Barring political earthquakes, the type of which haven’t been seen in 12 years, Democrats aren’t likely to regain control of the House, and they might lose several seats in the Senate. No matter how successfully Obama prosecutes his agenda in 2013, this fact won’t change. It explains why he will govern at a remove from Congress for the next few years, and why he was so eager to accept a two-year budget deal that many Democrats found distasteful.

Given the disastrous approval ratings of House Republicans, it’s easy to wonder why Democrats aren’t in better shape. But past elections heavily influence future ones. In 2010, House Republicans won more than 60 new seats, and their partisans in state legislatures set out to draw them as safely as possible for the future. That’s why, in 2012, Democrats won the House popular vote by 1.4 million but managed to net only eight House seats, leaving Republicans with a healthy 33 seat cushion.

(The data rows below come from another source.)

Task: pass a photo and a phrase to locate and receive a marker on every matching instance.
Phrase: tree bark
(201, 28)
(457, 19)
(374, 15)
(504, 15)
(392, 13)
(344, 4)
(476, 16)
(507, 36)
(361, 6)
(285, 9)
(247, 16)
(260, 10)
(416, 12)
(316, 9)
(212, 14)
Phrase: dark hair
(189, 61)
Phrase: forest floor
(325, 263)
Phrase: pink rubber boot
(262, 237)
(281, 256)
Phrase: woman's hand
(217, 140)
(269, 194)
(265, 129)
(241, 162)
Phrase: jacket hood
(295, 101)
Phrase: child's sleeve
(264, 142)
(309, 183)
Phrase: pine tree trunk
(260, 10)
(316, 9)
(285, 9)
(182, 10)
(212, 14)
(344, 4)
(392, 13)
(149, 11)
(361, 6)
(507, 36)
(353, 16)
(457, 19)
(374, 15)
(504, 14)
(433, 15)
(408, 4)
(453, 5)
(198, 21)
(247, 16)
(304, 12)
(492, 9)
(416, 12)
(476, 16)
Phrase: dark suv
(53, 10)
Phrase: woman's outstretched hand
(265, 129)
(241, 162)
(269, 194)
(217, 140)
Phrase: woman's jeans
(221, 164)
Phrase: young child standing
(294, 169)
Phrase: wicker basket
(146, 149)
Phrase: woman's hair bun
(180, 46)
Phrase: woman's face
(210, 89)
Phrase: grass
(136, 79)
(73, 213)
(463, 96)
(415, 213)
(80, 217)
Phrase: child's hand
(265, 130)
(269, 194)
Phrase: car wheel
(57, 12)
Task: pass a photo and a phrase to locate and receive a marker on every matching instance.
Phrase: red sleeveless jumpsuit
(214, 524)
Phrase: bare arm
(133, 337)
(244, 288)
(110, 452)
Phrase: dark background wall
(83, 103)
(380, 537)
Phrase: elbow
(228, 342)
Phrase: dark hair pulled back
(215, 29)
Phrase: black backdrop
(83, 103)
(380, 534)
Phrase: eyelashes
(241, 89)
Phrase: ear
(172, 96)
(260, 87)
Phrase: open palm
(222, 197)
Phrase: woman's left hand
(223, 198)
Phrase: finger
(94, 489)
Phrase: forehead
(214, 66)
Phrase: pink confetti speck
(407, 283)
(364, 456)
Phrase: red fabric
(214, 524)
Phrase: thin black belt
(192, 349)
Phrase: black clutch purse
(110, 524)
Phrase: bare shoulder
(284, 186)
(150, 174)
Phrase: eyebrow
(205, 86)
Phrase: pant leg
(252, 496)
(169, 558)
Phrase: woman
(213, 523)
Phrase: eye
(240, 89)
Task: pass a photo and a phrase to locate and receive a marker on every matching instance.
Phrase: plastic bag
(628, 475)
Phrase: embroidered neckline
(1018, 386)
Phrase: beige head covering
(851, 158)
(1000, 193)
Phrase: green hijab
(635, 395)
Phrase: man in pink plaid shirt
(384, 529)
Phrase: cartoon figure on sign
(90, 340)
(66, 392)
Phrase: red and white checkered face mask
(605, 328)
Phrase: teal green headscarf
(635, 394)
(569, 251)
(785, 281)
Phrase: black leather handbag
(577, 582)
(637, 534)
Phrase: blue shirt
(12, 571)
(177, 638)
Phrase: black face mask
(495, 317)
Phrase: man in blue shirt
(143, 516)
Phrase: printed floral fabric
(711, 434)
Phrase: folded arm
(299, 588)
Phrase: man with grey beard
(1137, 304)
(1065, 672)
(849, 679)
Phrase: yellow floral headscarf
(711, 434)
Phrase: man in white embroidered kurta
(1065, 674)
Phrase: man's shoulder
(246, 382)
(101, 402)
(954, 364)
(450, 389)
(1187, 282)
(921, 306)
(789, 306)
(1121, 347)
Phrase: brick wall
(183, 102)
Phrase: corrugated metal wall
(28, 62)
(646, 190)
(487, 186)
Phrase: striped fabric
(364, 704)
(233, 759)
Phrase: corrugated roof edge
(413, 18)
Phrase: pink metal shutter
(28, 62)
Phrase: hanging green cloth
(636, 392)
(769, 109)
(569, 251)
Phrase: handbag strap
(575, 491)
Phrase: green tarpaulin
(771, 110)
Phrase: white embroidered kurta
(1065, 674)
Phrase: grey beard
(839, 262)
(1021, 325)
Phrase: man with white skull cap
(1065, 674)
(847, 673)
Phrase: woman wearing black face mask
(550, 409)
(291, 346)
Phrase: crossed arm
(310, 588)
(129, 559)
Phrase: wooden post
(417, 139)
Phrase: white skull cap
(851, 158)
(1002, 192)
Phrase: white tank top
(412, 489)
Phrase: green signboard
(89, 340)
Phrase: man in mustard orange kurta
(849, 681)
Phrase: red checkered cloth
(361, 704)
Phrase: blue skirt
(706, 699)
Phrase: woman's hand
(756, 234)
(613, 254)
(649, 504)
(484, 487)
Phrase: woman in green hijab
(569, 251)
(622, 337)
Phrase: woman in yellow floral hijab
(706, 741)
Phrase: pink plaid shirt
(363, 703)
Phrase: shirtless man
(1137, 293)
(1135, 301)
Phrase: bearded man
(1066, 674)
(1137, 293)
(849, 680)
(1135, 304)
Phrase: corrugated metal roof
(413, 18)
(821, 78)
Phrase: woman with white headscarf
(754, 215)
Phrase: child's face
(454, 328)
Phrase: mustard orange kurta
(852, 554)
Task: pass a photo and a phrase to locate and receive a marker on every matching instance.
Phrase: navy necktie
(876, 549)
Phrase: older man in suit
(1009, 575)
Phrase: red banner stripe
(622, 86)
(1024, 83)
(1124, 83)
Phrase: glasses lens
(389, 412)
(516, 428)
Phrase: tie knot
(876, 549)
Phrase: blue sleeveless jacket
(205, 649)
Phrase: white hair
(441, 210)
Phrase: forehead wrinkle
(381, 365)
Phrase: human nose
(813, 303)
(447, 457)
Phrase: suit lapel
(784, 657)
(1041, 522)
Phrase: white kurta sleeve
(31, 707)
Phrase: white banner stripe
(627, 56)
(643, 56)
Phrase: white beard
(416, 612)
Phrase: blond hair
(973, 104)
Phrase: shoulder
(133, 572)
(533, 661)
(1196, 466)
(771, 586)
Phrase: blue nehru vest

As Rhodes Cook notices, House and national presidential vote concentrations are highly synchronized, more so than at any point in nearly 60 years. Only 26 House districts chose a different party’s nominee in the presidential election. Just four years earlier, almost a fifth of all Congressional districts saw a split vote. (The why: Secondary to the party’s growing conservative energy, Republicans have all but consolidated control of formerly Democratic states in the South, squishing and concentrating Democratic voters into small enclaves; in the Northeast, solid Republican districts are similarly sparse.)